California Court of Appeals, Fourth District, Second Division
Oct 22, 2008
No. E043874 (Cal. Ct. App. Oct. 22, 2008)

Opinion

NOT TO BE PUBLISHED

APPEAL from the Superior Court of Riverside County, No. RIJ 113709. Christian F. Thierbach, Judge.

Nicole Williams, under appointment by the Court of Appeal, for Appellants.

Joe S. Rank, County Counsel, and Carole A. Nunes Fong, Deputy County Counsel, for Plaintiff and Respondent.

Karen J. Dodd, under appointment by the Court of Appeal, for Defendant and Respondent R.H.

Rich Pfeiffer, under appointment by the Court of Appeal, for Defendant and Respondent T.P.

Jacquelyn E. Gentry, under appointment by the Court of Appeal, for Minor M.H.


OPINION

MILLER, J.

Appellants A.P. and C.H. (the children) were named in a juvenile dependency petition alleging that their older sister, M.H., was sexually molested by the father of M.H. and C.H. (father). At a jurisdictional hearing, all parties with the exception of the children, i.e., the Riverside County Department of Public Social Services (DPSS), father, the children’s mother (mother), and M.H., purportedly agreed that the petition would be dismissed and the social worker would instead undertake a program of supervision. (Welf. & Inst. Code, § 301.) The juvenile court approved the arrangement on the record, after which it directed the deputy county counsel to prepare an appropriate agreement for the parties’ signature, and an order for the court’s signature. Neither the order nor the agreement appears in the record, and presumably were never documented.

A.P.’s alleged father was not involved in the dependency proceeding and is not a party to this appeal.

Further statutory references are to the Welfare and Institutions Code unless otherwise indicated.

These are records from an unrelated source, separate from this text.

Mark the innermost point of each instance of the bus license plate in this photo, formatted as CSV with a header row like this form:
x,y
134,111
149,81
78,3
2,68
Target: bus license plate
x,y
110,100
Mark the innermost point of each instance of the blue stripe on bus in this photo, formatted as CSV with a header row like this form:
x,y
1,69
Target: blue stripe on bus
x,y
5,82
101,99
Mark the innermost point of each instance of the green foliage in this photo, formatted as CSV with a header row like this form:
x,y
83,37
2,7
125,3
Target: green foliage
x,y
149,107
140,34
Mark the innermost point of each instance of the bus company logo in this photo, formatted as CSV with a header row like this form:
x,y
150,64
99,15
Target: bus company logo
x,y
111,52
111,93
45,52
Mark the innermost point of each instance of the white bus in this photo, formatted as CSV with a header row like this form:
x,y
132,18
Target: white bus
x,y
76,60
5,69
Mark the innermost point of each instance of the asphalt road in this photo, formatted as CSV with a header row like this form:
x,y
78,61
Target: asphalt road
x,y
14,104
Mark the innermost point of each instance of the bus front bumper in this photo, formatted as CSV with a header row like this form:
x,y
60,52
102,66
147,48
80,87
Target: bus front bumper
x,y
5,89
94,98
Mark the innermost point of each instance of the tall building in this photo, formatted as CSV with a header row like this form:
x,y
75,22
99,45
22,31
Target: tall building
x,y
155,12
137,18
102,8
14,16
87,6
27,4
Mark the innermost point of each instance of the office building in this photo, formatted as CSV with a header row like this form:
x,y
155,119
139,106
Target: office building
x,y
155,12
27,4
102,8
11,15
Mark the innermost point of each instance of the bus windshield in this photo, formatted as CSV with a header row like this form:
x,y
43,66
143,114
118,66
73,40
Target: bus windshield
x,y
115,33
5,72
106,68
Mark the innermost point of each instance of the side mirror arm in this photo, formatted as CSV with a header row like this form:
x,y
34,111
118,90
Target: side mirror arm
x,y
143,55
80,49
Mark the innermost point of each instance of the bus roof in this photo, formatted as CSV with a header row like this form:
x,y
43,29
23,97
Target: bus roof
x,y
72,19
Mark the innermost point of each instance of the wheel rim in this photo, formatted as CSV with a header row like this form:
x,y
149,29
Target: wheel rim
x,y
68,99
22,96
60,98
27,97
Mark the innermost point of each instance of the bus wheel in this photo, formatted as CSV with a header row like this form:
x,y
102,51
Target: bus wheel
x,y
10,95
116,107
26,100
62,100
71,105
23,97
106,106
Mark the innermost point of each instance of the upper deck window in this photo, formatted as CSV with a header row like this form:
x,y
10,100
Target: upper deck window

In light of the foregoing, DPSS, father, mother, and M.H. (collectively referred to as respondents) urge us to dismiss the appeal. We decline. Instead, as explained below, we deem the appeal as having been taken from an order of dismissal which should have been rendered and, viewing the challenged order in that light, remand the matter to the juvenile court with directions to substantiate the basis for its order.

FACTUAL AND PROCEDURAL BACKGROUND

In January 2007, a juvenile dependency petition filed under subdivisions (b), (c), and (d), of section 300 alleged that M.H., then age 13, had been sexually abused by father. The petition also alleged that under subdivision (j) of section 300, her 12-year-old brother, A.P., and her 10-year-old sister, C.H., were “at risk of suffering from similar harm.” M.H. had reported that the abuse occurred over a period of two years, starting when she was eight years old and ending when she was 10. Father denied the allegations; mother expressed disbelief, claiming that it never happened. The children and M.H. were placed together in a foster home.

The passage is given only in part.